A large explosion on 29 February 1944, killed 14 people, destroyed several installations, and halted production of liquid oxygen at the facility for almost two months. A report to Albert Speer indicated the cause of the explosion was a liquid oxygen leak and an open carbide lamp carried by the plant foreman. Another serious explosion at 12:29 PM on 28 August 1944, killed 27 people and caused significant damage to the facility. Among the 27 casualties was Ilse Oberth (1924–1944), the youngest daughter of rocket pioneer Hermann Julius Oberth. Ilse Oberth worked at the facility as a rocket technician and had arrived four months earlier on 28 April 1944. All of those killed in the explosion were given a state funeral and are interred at the Vöcklabruck-Schöndorf cemetery. After the August 1944 explosion, liquid oxygen production at the Schlier plant stopped once again which led to the establishment of a third V-2 liquid oxygen plant (5000 tons/month) at a slate quarry at Lehesten near the Mittelwerk (turbopump/chamber compatibility testing for Mittelwerk production was also performed at the Lehesten facility).
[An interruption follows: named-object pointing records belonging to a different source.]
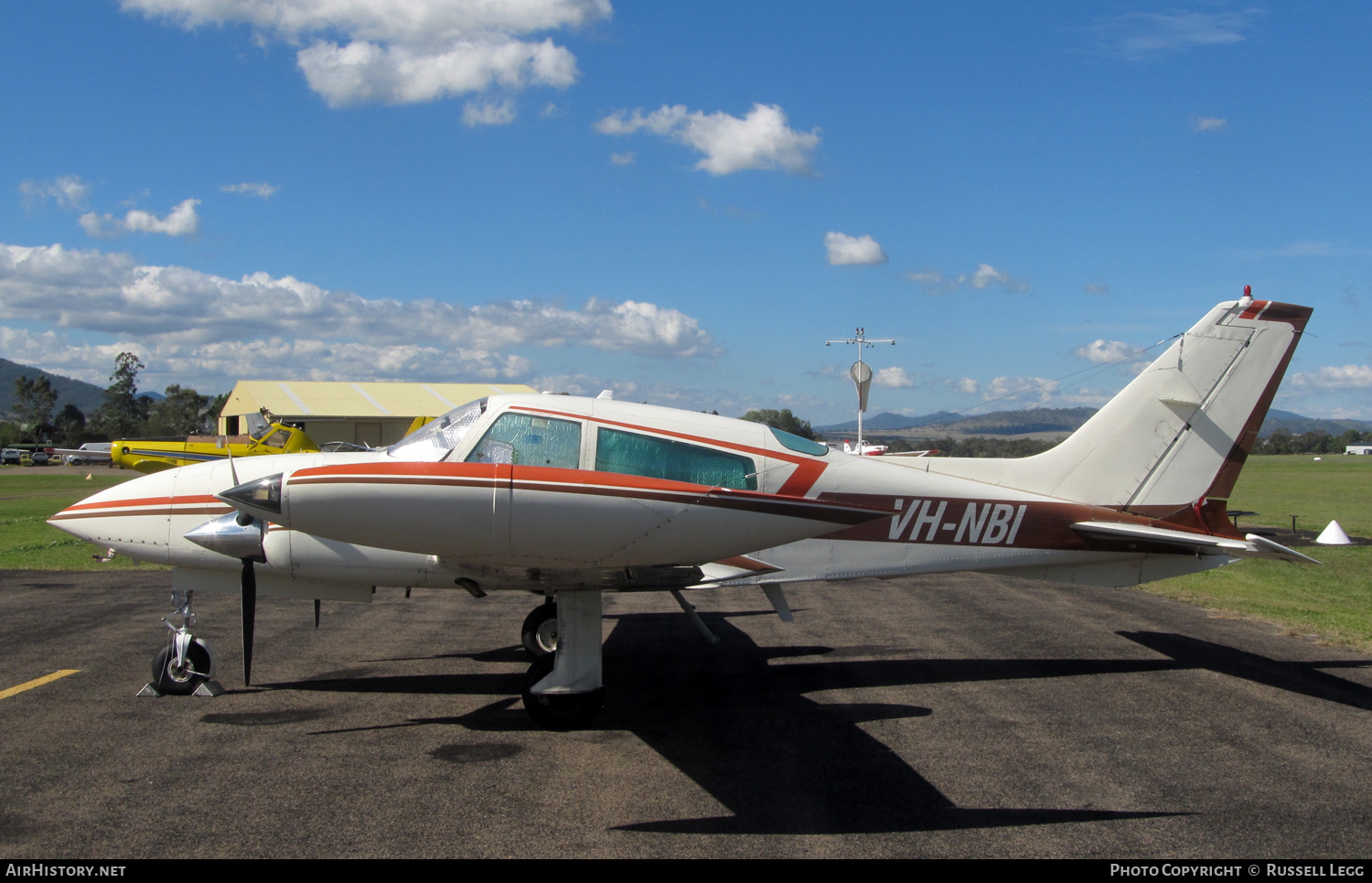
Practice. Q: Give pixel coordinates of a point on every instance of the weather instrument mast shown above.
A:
(861, 372)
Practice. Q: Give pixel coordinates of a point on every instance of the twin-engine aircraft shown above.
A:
(571, 498)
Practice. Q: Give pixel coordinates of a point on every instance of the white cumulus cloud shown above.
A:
(403, 52)
(1102, 350)
(757, 140)
(853, 250)
(177, 307)
(892, 378)
(982, 277)
(1335, 378)
(252, 188)
(488, 113)
(180, 221)
(1139, 36)
(68, 191)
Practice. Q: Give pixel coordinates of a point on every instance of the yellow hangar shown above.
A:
(359, 414)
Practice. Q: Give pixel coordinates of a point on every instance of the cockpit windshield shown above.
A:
(436, 438)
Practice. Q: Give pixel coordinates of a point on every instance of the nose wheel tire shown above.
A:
(559, 712)
(170, 679)
(540, 632)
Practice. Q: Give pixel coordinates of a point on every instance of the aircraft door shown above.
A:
(531, 510)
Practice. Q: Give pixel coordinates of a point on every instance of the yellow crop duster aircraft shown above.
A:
(154, 455)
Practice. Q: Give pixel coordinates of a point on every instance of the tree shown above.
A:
(123, 411)
(35, 401)
(784, 420)
(180, 414)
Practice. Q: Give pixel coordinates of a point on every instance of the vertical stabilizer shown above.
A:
(1180, 431)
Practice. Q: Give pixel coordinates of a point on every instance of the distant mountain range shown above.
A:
(88, 397)
(84, 395)
(1056, 420)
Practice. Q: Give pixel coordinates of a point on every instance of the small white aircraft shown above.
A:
(571, 498)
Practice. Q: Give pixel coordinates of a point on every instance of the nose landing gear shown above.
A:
(186, 665)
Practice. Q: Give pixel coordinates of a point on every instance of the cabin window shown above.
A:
(796, 443)
(630, 454)
(530, 439)
(276, 439)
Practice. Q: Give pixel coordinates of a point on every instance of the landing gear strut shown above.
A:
(187, 662)
(563, 687)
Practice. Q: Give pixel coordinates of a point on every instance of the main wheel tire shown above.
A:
(540, 632)
(173, 680)
(559, 712)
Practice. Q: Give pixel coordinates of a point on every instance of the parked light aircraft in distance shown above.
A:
(573, 498)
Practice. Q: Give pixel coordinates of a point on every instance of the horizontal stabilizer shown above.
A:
(735, 567)
(1251, 545)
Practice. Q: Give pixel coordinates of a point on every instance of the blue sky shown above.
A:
(682, 202)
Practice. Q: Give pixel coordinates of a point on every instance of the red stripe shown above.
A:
(129, 501)
(576, 481)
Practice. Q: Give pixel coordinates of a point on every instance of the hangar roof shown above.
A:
(328, 398)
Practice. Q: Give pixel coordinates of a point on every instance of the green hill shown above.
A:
(84, 395)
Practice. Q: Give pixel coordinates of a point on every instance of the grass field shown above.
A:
(29, 498)
(1333, 602)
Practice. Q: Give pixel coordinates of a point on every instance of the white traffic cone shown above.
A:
(1334, 536)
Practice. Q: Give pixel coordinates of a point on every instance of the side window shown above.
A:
(276, 439)
(630, 454)
(529, 439)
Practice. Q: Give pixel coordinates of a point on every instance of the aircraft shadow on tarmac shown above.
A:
(746, 734)
(1298, 677)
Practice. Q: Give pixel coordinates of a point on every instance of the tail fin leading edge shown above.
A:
(1180, 431)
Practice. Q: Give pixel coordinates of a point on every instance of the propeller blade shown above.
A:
(249, 617)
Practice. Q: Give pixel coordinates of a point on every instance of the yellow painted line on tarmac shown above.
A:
(40, 682)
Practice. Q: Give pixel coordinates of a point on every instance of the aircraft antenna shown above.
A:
(861, 372)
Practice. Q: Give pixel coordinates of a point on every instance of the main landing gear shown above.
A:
(563, 688)
(186, 665)
(540, 630)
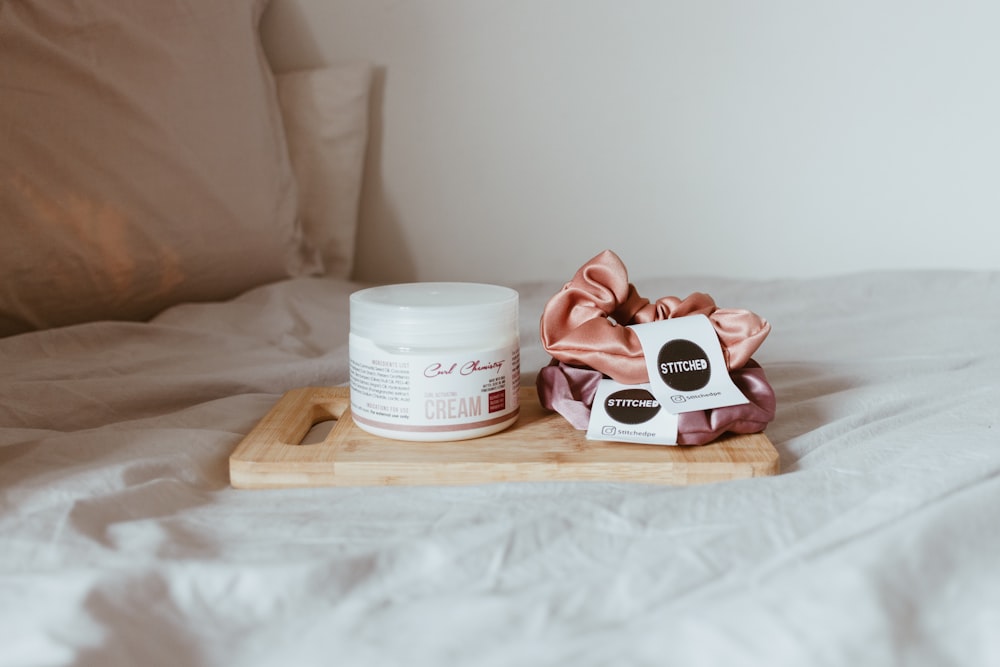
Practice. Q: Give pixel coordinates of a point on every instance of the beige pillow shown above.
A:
(325, 112)
(143, 160)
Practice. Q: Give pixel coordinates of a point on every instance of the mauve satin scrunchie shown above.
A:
(569, 390)
(582, 324)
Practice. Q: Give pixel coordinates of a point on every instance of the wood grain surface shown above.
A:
(540, 446)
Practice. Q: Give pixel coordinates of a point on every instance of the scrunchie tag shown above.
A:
(630, 413)
(686, 365)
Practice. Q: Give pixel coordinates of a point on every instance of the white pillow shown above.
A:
(325, 114)
(143, 160)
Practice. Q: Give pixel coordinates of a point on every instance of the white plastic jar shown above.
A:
(435, 361)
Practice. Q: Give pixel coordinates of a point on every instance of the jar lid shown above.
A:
(434, 314)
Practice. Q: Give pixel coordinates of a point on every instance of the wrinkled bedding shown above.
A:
(124, 544)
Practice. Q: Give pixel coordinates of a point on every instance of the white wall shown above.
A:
(514, 139)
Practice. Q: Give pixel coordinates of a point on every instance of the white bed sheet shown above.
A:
(123, 543)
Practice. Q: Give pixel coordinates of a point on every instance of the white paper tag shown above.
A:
(687, 370)
(630, 413)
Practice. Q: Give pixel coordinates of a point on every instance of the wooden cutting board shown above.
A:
(540, 446)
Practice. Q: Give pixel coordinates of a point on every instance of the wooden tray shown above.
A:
(540, 446)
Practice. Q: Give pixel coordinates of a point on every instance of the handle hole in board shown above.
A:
(318, 432)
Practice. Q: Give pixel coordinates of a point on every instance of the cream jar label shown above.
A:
(446, 394)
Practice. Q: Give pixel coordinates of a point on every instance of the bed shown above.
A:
(125, 387)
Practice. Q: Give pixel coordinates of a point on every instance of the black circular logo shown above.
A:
(631, 406)
(683, 365)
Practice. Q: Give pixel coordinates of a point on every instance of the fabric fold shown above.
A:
(585, 323)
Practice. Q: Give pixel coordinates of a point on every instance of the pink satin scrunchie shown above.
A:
(569, 390)
(583, 324)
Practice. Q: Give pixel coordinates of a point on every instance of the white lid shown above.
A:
(434, 315)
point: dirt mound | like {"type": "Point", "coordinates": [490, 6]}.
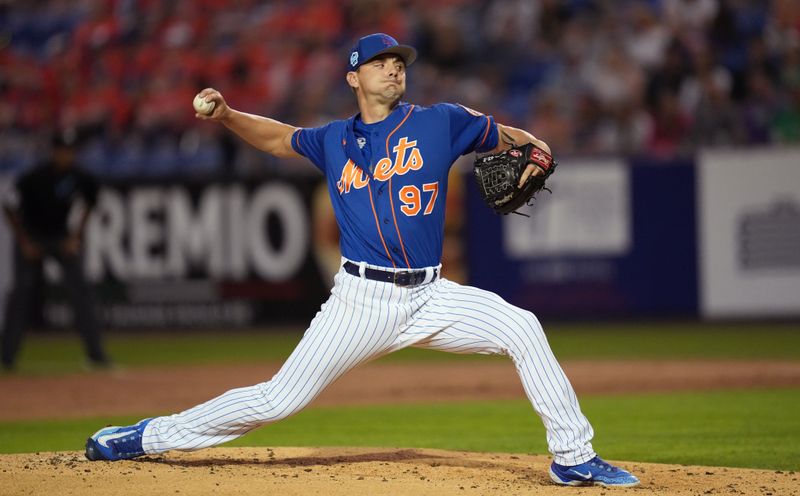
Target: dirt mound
{"type": "Point", "coordinates": [348, 471]}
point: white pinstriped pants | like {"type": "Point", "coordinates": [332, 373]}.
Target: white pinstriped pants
{"type": "Point", "coordinates": [363, 320]}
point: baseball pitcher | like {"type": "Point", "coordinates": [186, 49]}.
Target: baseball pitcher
{"type": "Point", "coordinates": [386, 170]}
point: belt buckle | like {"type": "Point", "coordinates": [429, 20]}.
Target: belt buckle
{"type": "Point", "coordinates": [407, 273]}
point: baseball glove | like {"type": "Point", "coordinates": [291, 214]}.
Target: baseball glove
{"type": "Point", "coordinates": [498, 177]}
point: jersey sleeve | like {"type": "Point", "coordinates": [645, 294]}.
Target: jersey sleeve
{"type": "Point", "coordinates": [310, 143]}
{"type": "Point", "coordinates": [470, 131]}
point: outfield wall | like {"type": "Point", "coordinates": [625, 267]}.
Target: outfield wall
{"type": "Point", "coordinates": [715, 238]}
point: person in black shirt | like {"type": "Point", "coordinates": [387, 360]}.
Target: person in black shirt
{"type": "Point", "coordinates": [38, 213]}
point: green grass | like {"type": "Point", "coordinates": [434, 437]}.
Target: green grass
{"type": "Point", "coordinates": [754, 428]}
{"type": "Point", "coordinates": [681, 340]}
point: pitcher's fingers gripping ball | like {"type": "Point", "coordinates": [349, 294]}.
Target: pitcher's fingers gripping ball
{"type": "Point", "coordinates": [203, 107]}
{"type": "Point", "coordinates": [209, 105]}
{"type": "Point", "coordinates": [499, 176]}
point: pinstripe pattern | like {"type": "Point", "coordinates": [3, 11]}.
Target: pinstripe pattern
{"type": "Point", "coordinates": [363, 320]}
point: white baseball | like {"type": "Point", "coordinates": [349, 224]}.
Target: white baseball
{"type": "Point", "coordinates": [202, 106]}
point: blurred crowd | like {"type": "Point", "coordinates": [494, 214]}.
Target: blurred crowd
{"type": "Point", "coordinates": [591, 77]}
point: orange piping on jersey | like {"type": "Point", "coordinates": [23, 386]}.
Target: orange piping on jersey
{"type": "Point", "coordinates": [378, 225]}
{"type": "Point", "coordinates": [391, 201]}
{"type": "Point", "coordinates": [485, 133]}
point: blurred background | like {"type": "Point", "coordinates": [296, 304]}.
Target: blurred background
{"type": "Point", "coordinates": [676, 123]}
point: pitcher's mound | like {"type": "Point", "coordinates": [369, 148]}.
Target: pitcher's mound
{"type": "Point", "coordinates": [349, 471]}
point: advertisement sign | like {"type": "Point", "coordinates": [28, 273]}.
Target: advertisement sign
{"type": "Point", "coordinates": [611, 241]}
{"type": "Point", "coordinates": [211, 254]}
{"type": "Point", "coordinates": [749, 203]}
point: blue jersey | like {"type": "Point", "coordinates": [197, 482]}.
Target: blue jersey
{"type": "Point", "coordinates": [388, 180]}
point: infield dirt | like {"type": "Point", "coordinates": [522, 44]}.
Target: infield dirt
{"type": "Point", "coordinates": [356, 471]}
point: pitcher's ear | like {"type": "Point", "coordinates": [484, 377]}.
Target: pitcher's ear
{"type": "Point", "coordinates": [352, 79]}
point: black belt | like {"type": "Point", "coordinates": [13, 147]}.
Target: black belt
{"type": "Point", "coordinates": [401, 278]}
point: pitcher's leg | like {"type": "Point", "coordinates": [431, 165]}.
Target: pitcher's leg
{"type": "Point", "coordinates": [340, 337]}
{"type": "Point", "coordinates": [477, 321]}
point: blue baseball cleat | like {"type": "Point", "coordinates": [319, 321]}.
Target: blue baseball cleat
{"type": "Point", "coordinates": [116, 443]}
{"type": "Point", "coordinates": [594, 472]}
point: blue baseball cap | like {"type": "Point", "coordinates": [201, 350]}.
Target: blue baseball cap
{"type": "Point", "coordinates": [372, 45]}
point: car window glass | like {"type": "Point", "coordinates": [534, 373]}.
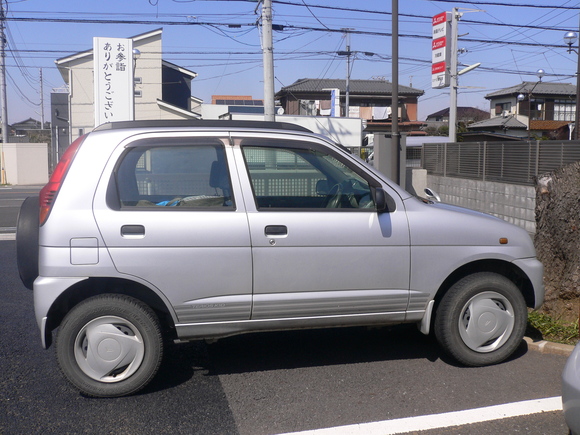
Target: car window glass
{"type": "Point", "coordinates": [297, 178]}
{"type": "Point", "coordinates": [175, 176]}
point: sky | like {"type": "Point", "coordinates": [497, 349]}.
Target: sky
{"type": "Point", "coordinates": [219, 41]}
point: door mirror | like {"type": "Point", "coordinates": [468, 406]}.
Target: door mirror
{"type": "Point", "coordinates": [383, 201]}
{"type": "Point", "coordinates": [432, 195]}
{"type": "Point", "coordinates": [322, 187]}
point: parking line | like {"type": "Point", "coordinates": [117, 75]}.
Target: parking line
{"type": "Point", "coordinates": [448, 419]}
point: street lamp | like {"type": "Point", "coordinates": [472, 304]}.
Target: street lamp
{"type": "Point", "coordinates": [570, 39]}
{"type": "Point", "coordinates": [136, 54]}
{"type": "Point", "coordinates": [521, 97]}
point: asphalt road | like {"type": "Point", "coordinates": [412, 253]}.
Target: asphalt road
{"type": "Point", "coordinates": [266, 383]}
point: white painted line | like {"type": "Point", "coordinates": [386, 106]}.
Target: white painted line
{"type": "Point", "coordinates": [448, 419]}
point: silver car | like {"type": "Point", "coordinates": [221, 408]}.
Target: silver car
{"type": "Point", "coordinates": [205, 229]}
{"type": "Point", "coordinates": [571, 391]}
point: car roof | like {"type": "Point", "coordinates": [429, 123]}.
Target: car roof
{"type": "Point", "coordinates": [199, 123]}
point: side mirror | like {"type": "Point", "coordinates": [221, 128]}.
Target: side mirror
{"type": "Point", "coordinates": [383, 202]}
{"type": "Point", "coordinates": [432, 195]}
{"type": "Point", "coordinates": [322, 187]}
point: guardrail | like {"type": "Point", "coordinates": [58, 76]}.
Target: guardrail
{"type": "Point", "coordinates": [507, 162]}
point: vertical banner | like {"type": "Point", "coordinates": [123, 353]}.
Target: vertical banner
{"type": "Point", "coordinates": [441, 50]}
{"type": "Point", "coordinates": [113, 71]}
{"type": "Point", "coordinates": [335, 102]}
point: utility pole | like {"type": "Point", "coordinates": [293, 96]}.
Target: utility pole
{"type": "Point", "coordinates": [268, 60]}
{"type": "Point", "coordinates": [3, 104]}
{"type": "Point", "coordinates": [347, 101]}
{"type": "Point", "coordinates": [455, 15]}
{"type": "Point", "coordinates": [41, 102]}
{"type": "Point", "coordinates": [395, 137]}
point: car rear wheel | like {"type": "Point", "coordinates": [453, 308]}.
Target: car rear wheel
{"type": "Point", "coordinates": [481, 320]}
{"type": "Point", "coordinates": [27, 241]}
{"type": "Point", "coordinates": [109, 346]}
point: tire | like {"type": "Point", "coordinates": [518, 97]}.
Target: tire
{"type": "Point", "coordinates": [27, 227]}
{"type": "Point", "coordinates": [109, 346]}
{"type": "Point", "coordinates": [481, 320]}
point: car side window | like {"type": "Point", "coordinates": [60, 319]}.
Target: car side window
{"type": "Point", "coordinates": [193, 176]}
{"type": "Point", "coordinates": [304, 178]}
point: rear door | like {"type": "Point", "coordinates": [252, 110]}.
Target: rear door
{"type": "Point", "coordinates": [173, 218]}
{"type": "Point", "coordinates": [319, 247]}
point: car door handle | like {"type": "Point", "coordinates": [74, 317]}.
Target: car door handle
{"type": "Point", "coordinates": [132, 230]}
{"type": "Point", "coordinates": [276, 230]}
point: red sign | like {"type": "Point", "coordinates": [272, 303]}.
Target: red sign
{"type": "Point", "coordinates": [438, 68]}
{"type": "Point", "coordinates": [440, 18]}
{"type": "Point", "coordinates": [439, 43]}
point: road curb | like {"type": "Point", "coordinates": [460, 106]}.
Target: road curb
{"type": "Point", "coordinates": [544, 346]}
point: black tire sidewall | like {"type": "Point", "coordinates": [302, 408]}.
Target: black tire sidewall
{"type": "Point", "coordinates": [450, 309]}
{"type": "Point", "coordinates": [125, 307]}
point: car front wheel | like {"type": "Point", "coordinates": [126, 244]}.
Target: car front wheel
{"type": "Point", "coordinates": [481, 320]}
{"type": "Point", "coordinates": [109, 345]}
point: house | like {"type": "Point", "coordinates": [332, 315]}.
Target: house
{"type": "Point", "coordinates": [160, 89]}
{"type": "Point", "coordinates": [500, 125]}
{"type": "Point", "coordinates": [29, 130]}
{"type": "Point", "coordinates": [544, 109]}
{"type": "Point", "coordinates": [465, 114]}
{"type": "Point", "coordinates": [369, 100]}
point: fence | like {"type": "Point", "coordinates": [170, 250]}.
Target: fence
{"type": "Point", "coordinates": [506, 162]}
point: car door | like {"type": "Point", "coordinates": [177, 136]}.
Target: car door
{"type": "Point", "coordinates": [172, 219]}
{"type": "Point", "coordinates": [319, 247]}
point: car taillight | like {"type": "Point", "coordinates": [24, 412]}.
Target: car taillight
{"type": "Point", "coordinates": [49, 192]}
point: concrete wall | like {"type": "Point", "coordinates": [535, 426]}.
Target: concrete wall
{"type": "Point", "coordinates": [512, 202]}
{"type": "Point", "coordinates": [26, 163]}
Karl Heimberg, who had worked at Peenemünde Test Stand 7, was transferred to "Vorwerk Süd" at Redl-Zipf and then, for the period from late 1944 to early April 1945, to Lehesten (he later returned to Peenemünde with Walter Riedel III to burn design office files and participated in the post-war Operation Backfire).

The Operation Bernhard forced labor team at Sachsenhausen concentration camp for producing counterfeit British money was transferred to the Schlier-Redl-Zipf subcamp until the beginning of May 1945, when the team of prisoners was ordered to transfer to the Ebensee concentration camp.